Deploying proprietary Deep Neural Networks (DNNs) on commodity edge devices demands hardware-backed Digital Rights Management (DRM) capable of withstanding both software-level and physical adversaries. In Unified Memory Architecture (UMA) systems, the host CPU and Neural Processing Unit (NPU) share physical DRAM, leaving plaintext model weights directly readable by a compromised OS kernel. Existing defenses fail in this constrained setting: trusted execution environments monopolize scarce memory with permanently reserved regions, while full-memory encryption operates at page granularity. This forces the system to fetch massive 4 KB memory pages for sub-page tensor tiles, severely crippling bandwidth. We present Tessera, a reference architecture for inline, cache-line granularity weight decryption on UMA edge accelerators. The design intercepts 64-byte AXI bursts, computing AES-256-CTR keystreams in parallel with DRAM fetches. This streams plaintext directly into isolated NPU SRAM, creating a transient memory footprint confined to the active tile and eliminating the need for permanent memory carve-outs. Measurements across three distinct SoC platforms demonstrate that this parallelization hides cryptographic latency behind standard DRAM fetch times, a condition that holds even under worst-case timing variations. Consequently, Tessera is projected to achieve 98.4\% of the theoretical memory bandwidth ceiling (a mere 1.6\% overhead). Across standard vision and language models, page-level memory encryption suffers up to a 32x bandwidth penalty, whereas Tessera maintains an optimal 1x footprint for all layer geometries. Finally, Tessera neutralizes major UMA-specific attack vectors -- including physical DRAM extraction, rogue DMA, and compute hijacking -- and formally prevents plaintext leakage across sparse tensors.

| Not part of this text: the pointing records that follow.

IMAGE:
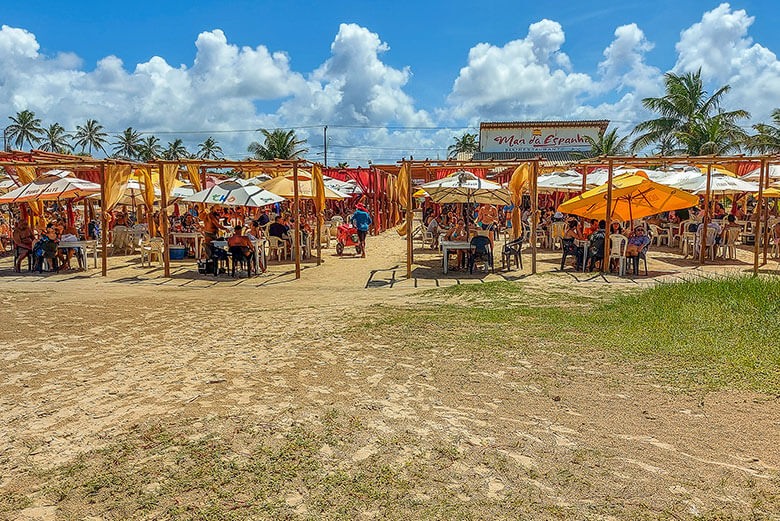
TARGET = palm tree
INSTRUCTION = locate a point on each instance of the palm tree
(713, 136)
(685, 106)
(767, 138)
(607, 144)
(209, 149)
(25, 128)
(467, 143)
(149, 148)
(55, 139)
(128, 143)
(91, 136)
(176, 150)
(278, 145)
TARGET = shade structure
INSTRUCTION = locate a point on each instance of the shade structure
(633, 196)
(284, 186)
(567, 181)
(465, 187)
(719, 183)
(231, 193)
(53, 185)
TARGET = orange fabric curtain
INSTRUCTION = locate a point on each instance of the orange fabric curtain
(115, 184)
(519, 179)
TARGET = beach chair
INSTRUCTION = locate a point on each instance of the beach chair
(278, 246)
(152, 247)
(729, 246)
(617, 250)
(481, 249)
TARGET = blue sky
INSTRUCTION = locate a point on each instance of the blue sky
(413, 83)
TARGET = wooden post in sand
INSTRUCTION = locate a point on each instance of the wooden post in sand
(103, 220)
(706, 219)
(409, 247)
(605, 261)
(757, 214)
(766, 214)
(297, 217)
(164, 221)
(534, 213)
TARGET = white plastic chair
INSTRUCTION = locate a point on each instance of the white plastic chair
(152, 247)
(617, 250)
(557, 230)
(275, 244)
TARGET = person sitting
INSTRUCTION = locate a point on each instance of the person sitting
(572, 234)
(458, 233)
(23, 237)
(240, 246)
(596, 245)
(637, 242)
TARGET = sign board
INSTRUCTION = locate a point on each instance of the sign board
(537, 139)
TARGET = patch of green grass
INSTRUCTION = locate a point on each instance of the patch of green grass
(704, 334)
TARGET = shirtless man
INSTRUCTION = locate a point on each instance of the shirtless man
(23, 238)
(211, 227)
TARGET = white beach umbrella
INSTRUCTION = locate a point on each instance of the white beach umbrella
(232, 193)
(53, 185)
(465, 187)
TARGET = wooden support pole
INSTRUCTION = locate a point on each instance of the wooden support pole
(534, 213)
(409, 224)
(766, 216)
(757, 215)
(103, 221)
(706, 219)
(297, 217)
(164, 222)
(605, 261)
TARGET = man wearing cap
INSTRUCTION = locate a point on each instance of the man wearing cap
(362, 220)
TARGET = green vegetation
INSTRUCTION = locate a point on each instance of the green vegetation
(707, 334)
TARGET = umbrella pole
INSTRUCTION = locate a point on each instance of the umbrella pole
(757, 228)
(103, 221)
(296, 214)
(164, 222)
(605, 260)
(705, 221)
(766, 217)
(534, 214)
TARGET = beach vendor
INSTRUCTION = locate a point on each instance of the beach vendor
(362, 220)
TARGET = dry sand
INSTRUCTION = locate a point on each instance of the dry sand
(82, 359)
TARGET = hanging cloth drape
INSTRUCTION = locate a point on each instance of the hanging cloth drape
(115, 184)
(516, 183)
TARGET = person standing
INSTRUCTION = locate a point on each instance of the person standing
(362, 220)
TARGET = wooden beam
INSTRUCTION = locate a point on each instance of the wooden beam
(297, 217)
(164, 222)
(757, 212)
(706, 219)
(103, 222)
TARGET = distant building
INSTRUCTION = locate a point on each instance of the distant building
(555, 141)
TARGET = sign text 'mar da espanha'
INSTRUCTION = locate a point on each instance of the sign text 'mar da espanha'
(539, 136)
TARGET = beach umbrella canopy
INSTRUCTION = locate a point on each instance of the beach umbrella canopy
(633, 196)
(465, 187)
(720, 183)
(53, 185)
(231, 193)
(284, 186)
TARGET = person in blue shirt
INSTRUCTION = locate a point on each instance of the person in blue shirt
(362, 220)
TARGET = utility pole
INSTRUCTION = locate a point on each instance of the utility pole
(325, 140)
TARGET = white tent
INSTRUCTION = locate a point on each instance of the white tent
(465, 187)
(232, 193)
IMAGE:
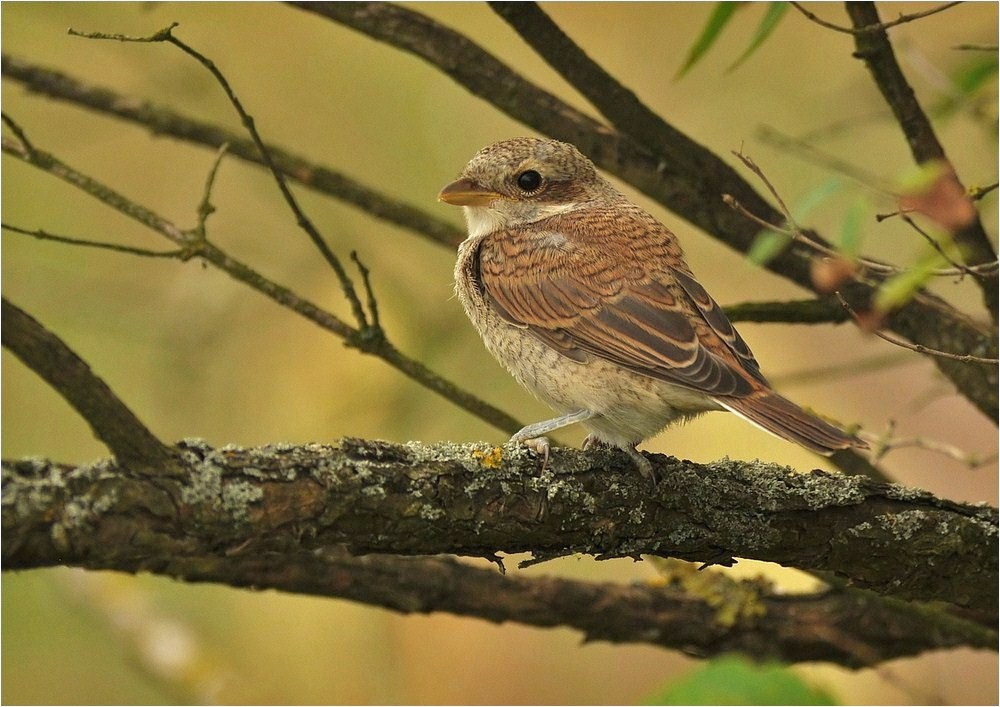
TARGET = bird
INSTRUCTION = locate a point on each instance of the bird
(587, 300)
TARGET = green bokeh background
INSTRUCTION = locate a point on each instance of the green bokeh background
(198, 355)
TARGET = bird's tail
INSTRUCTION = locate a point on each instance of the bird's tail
(781, 417)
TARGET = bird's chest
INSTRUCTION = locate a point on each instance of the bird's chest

翻译：在商用边缘设备上部署专有深度神经网络（DNN），需要具备抗衡软件层面及物理层面攻击者的硬件支撑数字版权管理（DRM）。在统一内存架构（UMA）系统中，主机CPU与神经网络处理单元（NPU）共享物理DRAM，导致明文模型权重可被受损操作系统内核直接读取。现有防御机制在此受限场景下失效：可信执行环境以永久保留区域独占稀缺内存，而全内存加密以页粒度运作，迫使系统为子页张量切片提取高达4 KB的内存页，严重削弱带宽。本文提出Tessera——一种面向UMA边缘加速器的内联式、缓存行粒度权重解密参考架构。该设计通过拦截64字节AXI突发传输，在DRAM提取的同时并行计算AES-256-CTR密钥流，将明文直接流式传输至隔离的NPU SRAM内，形成仅限定于激活切片的瞬态内存足迹，从而消除永久内存预留需求。跨三款不同SoC平台的测量表明：该并行机制将密码学延迟隐藏于标准DRAM获取时间之下，即使在最坏时序变化条件下仍能成立。因此，Tessera预计可达到理论内存带宽上限的98.4%（仅1.6%开销）。在标准视觉与语言模型上，页级内存加密会产生高达32倍的带宽损耗，而Tessera对所有层几何构型均维持最优1倍内存足迹。最后，Tessera可消除UMA特有攻击向量（包括物理DRAM提取、恶意DMA及计算劫持），并从形式化层面防止稀疏张量的明文泄露。